なんでも「早く正確に」進むのは
人間関係の上でデメリットにも

 私はウェルビーイングに必要な要素として、次の3つの要素があると考えています。

(1)物語性
(2)関係性のリアリティ
(3)価値観の翻訳と尊重

 これらはAIが苦手とする領域であり、同時に人間が、人間らしくいられる領域でもあります。AIがさらに普及し、生活のあらゆる判断が、最適化される未来において、この3つの要素が失われる時、人間のウェルビーイングは大きく揺らぎます。

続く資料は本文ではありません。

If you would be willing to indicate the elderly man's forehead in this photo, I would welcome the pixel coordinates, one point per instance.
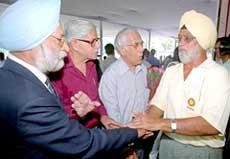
(185, 31)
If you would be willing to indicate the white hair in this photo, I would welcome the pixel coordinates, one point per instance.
(75, 29)
(121, 38)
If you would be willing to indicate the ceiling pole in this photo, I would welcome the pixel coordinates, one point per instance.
(101, 38)
(149, 43)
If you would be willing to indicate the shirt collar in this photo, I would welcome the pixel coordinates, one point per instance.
(69, 62)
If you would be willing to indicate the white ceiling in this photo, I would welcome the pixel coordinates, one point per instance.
(159, 16)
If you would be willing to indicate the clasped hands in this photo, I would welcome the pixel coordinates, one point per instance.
(82, 104)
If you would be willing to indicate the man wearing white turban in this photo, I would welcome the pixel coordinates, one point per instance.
(191, 106)
(33, 122)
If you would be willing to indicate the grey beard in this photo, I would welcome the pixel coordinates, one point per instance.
(186, 56)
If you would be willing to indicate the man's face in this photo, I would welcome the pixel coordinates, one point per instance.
(188, 46)
(87, 46)
(52, 52)
(132, 53)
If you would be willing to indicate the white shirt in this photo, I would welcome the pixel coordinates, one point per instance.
(208, 86)
(123, 91)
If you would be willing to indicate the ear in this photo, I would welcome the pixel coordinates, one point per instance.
(74, 44)
(122, 50)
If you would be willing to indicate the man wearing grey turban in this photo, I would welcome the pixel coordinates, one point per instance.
(192, 104)
(33, 122)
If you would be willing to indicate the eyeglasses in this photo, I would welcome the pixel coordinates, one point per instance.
(61, 41)
(137, 44)
(92, 43)
(187, 39)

 では、AIと共存しながら、ウェルビーイングを守り、むしろ高めていくにはどうすればよいのでしょうか。そして、AIの進化が避けられない社会において、人間らしさの価値はどこに残されるのでしょうか。

 AIがもたらす大きな影響の一つは、生活の「均質化」です。レコメンドエンジンはユーザーが「好みそうな」情報を提示し続け、SNSは似たもの同士をつなぎ、世界を理解しやすい小さな箱へと閉じ込めます。多くの企業はユーザーの行動データをもとに、より最適で効率的な選択を促します。

 一見すると便利で快適ですが、均質化が進むほど「私はこれが好きなのだろう」という自己像さえアルゴリズムの反射鏡になってしまいます。探索、偶然、挑戦、失敗といった人生の醍醐味が削られていくのです。幸福とは、予測と効率の外側にある、「偶然」から生まれることが多いのですが、AI社会ではこの余白が奪われていきます。

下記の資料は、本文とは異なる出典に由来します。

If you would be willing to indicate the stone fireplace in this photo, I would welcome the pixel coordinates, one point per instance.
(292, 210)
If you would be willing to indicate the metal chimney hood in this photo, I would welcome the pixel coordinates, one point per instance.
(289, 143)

 AIの普及は、人間関係にも無視できない影響を及ぼします。大量の人間データを学習したAIは、返すべき言葉や最適な対応を「正しく」選択できます。顧客サポート、カウンセリング、教育、コミュニケーション補助。あらゆる場面で、人間の「間(ま)や曖昧さ」を含んだ応答よりも、AIの迅速で整った返答が採用されます。

 しかし、ウェルビーイングの観点から見ると、このAIの「速さと正しさ」は逆に人間同士の関係性を深めるはずの「揺らぎ」を奪いかねません。本来、人間同士の関係性とは、言葉にならない揺らぎや沈黙、誤解、対話のズレを通して深まります。

 AIがコミュニケーションの大部分を担う社会では、こうした「摩擦の価値」が削ぎ落とされ、すべてがスムーズに進む代わりに「関係の深さ」が失われる可能性があります。